Well, no one expected Danny Dorfman to be dull at Money magazine. Also like the new ad campaign by Mullen Advertising of Wenham, Mass.
I love the PBS kids shows. But when public broadcasting is under the federal budget gun, should the PR people over there be sending via UPS to journalists like me huge, glossy, multicolored expensive press kits? These doodads and cutouts and pop-ups must cost 20 bucks a pop. Thirty? You'd think Newt Gingrich never happened the way PBS is tossing the dough around.
Speaking of PR, here in NY Maury Rogoff is killing them. She's just signed as clients Disney Adventures magazine and Channel One, the classroom network Whittle recently sold to K-III. She also reps New York mag, Premiere, Town & Country and is about to sign up Glamour. The woman never rests.
Last year Working Woman magazine's start-up business award winner was a shrimp farmer in Utah (which is a great trick since the nearest ocean is hundreds of miles off!). The February issue contains application rules for this year's 50 grand award.

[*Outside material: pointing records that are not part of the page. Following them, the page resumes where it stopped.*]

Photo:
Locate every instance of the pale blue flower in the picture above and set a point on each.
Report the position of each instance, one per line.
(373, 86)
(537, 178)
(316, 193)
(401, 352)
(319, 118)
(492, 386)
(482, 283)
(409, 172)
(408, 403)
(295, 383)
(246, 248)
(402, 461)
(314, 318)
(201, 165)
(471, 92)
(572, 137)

Over at Good Housekeeping where longtime Publisher Alan Waxenberg and brand new editor Ellen Levine are just wrapping their first few months together, they all get the seal of approval. That's because first quarter ad pages were up 10% over those of 1994 (341 pages vs. 310) and revenues ahead 20% to $52 million, biggest quarter in the mag's history.
After a year that might have turned anyone's hair white, Cunard Lines VP Priscilla Hoye was sporting a brand new short blond do at the New York Hilton the other evening when the travel industry saluted her as PR exec of the year. The event was sponsored by the Hospitality Sales & Marketing Association. Also honored, for the group's top advertising distinction, Richard Branson, the whiz kid behind Virgin Atlantic Airways.

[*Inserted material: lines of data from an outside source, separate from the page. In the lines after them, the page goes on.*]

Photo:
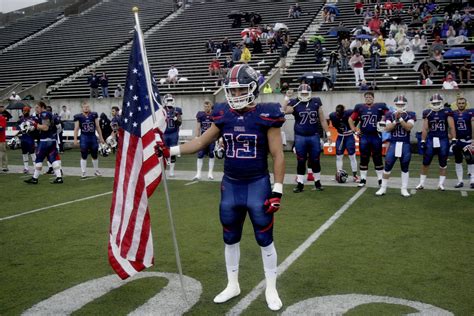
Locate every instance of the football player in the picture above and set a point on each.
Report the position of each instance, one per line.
(370, 143)
(26, 125)
(399, 123)
(464, 125)
(438, 127)
(204, 121)
(173, 122)
(250, 131)
(345, 139)
(47, 147)
(88, 123)
(307, 111)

Scarsdale, N.Y., computer whiz and longtime IBM marketing man Sam Albert is on the radio these days with 30-second computer tips of the day Monday through Friday over WINS-AM, sponsored by Chemical Bank.

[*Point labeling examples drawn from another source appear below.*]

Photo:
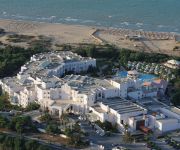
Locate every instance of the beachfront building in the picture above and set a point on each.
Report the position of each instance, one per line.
(119, 111)
(38, 78)
(173, 64)
(133, 74)
(164, 120)
(55, 63)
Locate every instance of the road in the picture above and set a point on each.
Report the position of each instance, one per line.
(107, 142)
(54, 146)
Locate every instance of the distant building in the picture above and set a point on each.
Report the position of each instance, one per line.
(173, 64)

Lunching (at separate tables) at that hot media hangout, Michael's, on 55th Street just west of Fifth Avenue in Manhattan, Time Inc.'s Norm Pearlstine, Conde Nast's Jack Kliger and a very slimmed down and dashing Christopher Reeve.
For 17 years Ogilvy & Mather's been publishing a handsome slick magazine about itself called Viewpoint. The December number just recently out is its last. In a letter to readers Charlotte Beers salutes editor Joel Raphaelson (now retiring after 36 years at the agency) for his talent and editorial integrity. One delightful aspect of Joel's work? Annual visits to David Ogilvy's chateau to drink the wine of the country, dine well and take down the great man's thoughts.
Brand new, on the other hand, from Tod Lippy at 104 Fifth Ave., NY 10011, is a splendid "magazine of screenwriting art" called Scenario. It's been a year in the making and if you're a buff or in the biz, it's going to be a must.
Ed Pitoniak, editor of Ski, the Times Mirror book, reminds me all you veterans of the Tenth Mountain Division (they trained during World War II on the slopes above an obscure, abandoned Colorado mining town called Aspen) are holding a reunion this year. Contact Dick Wilson, P.O. Box 1255, Grantham, N.H. 03753 (phone is 603-863-8826).
And Sports Illustrated celebrates Valentine's Day tomorrow by unveiling its latest Jule Campbell swimsuit issue. Cocktails, models, videos, madness! By invitation only at the Supper Club in Manhattan.